En Malaisie, le Premier ministre veut renégocier les prêts contractés par son prédécesseur, allant même jusqu’à suspendre un prêt de la Chine pour financer la ligne de chemin de fer entre la frontière thaïlandaise et Kuala Lumpur, car il ne veut pas endetter davantage la Malaisie. « Par contre, à Maurice, parmi ceux qui prennent les décisions, nous n’avons pas vraiment des gens qui sont à la hauteur de leurs tâches. » Gérer un pays est comme on gère notre ménage, on emprunte selon notre capacité de remboursement pour financer les priorités et on veille à ce qu’il reste suffisamment d’argent pour maintenir un niveau de vie décent, conclut Dan Maraye.


Pour rappel

La crise de 2008 a débuté avec les difficultés rencontrées par les ménages américains à faibles revenus pour rembourser leurs prêts logements. Ces crédits étaient destinés à des emprunteurs qui ne présentaient pas les garanties suffisantes pour bénéficier des taux d’intérêt préférentiels (en anglais « prime rate »), mais seulement à des taux moins préférentiels (« subprime »). L’endettement des ménages américains a pu s’appuyer sur les taux d’intérêt extrêmement bas pratiqués pendant des années par la Banque centrale des États-Unis.

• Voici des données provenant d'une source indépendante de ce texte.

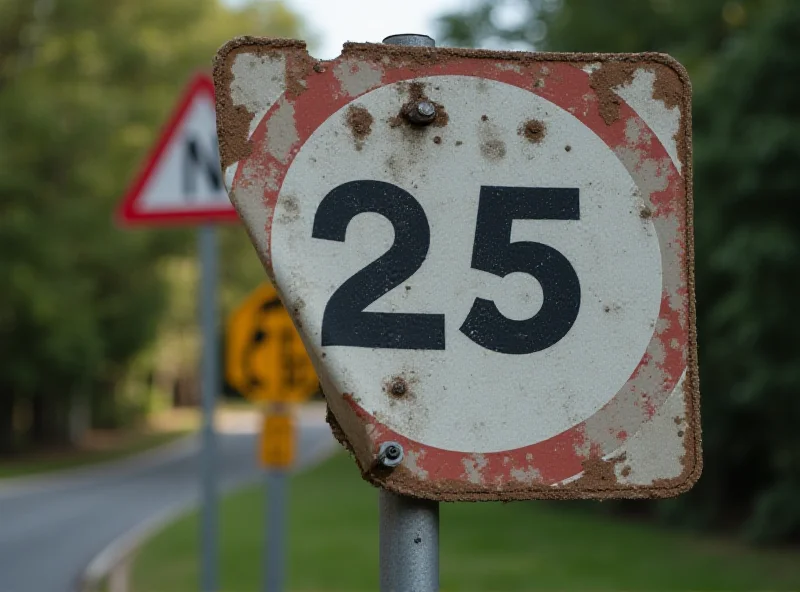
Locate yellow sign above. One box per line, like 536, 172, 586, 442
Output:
259, 412, 294, 469
225, 284, 319, 403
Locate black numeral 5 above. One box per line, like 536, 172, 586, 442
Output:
312, 181, 581, 354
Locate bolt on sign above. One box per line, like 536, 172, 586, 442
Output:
214, 38, 701, 500
225, 283, 319, 403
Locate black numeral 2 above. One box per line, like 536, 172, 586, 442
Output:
312, 181, 581, 354
311, 181, 444, 349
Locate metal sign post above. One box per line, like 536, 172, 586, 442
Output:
378, 28, 439, 592
264, 468, 288, 592
198, 224, 219, 592
117, 73, 239, 592
259, 410, 295, 592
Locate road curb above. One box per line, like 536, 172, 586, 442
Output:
77, 424, 340, 592
77, 502, 188, 592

En outre, avec la hausse de la valeur du bien, on autorisait l’emprunteur à se réendetter du montant de la progression de la valeur de son patrimoine.  Par la suite, la Banque Centrale américaine a progressivement relevé ses taux de 1 % en 2004 à plus de 5 % en 2006 pour tenir compte de l’évolution de l’inflation. Les charges financières des emprunts se sont ainsi considérablement alourdies. Résultat : la valeur des habitations est devenue inférieure à la valeur des crédits qu’elles étaient supposées garantir.

L’afflux des défaillances des emprunteurs et des reventes de leurs maisons hypothéquées a accéléré la baisse des prix de l’immobilier. Les pertes se sont donc accumulées également du côté des prêteurs. Des établissements de crédit spécialisés se sont, les premiers, retrouvés en difficulté. La crise a fini par gagner le monde entier.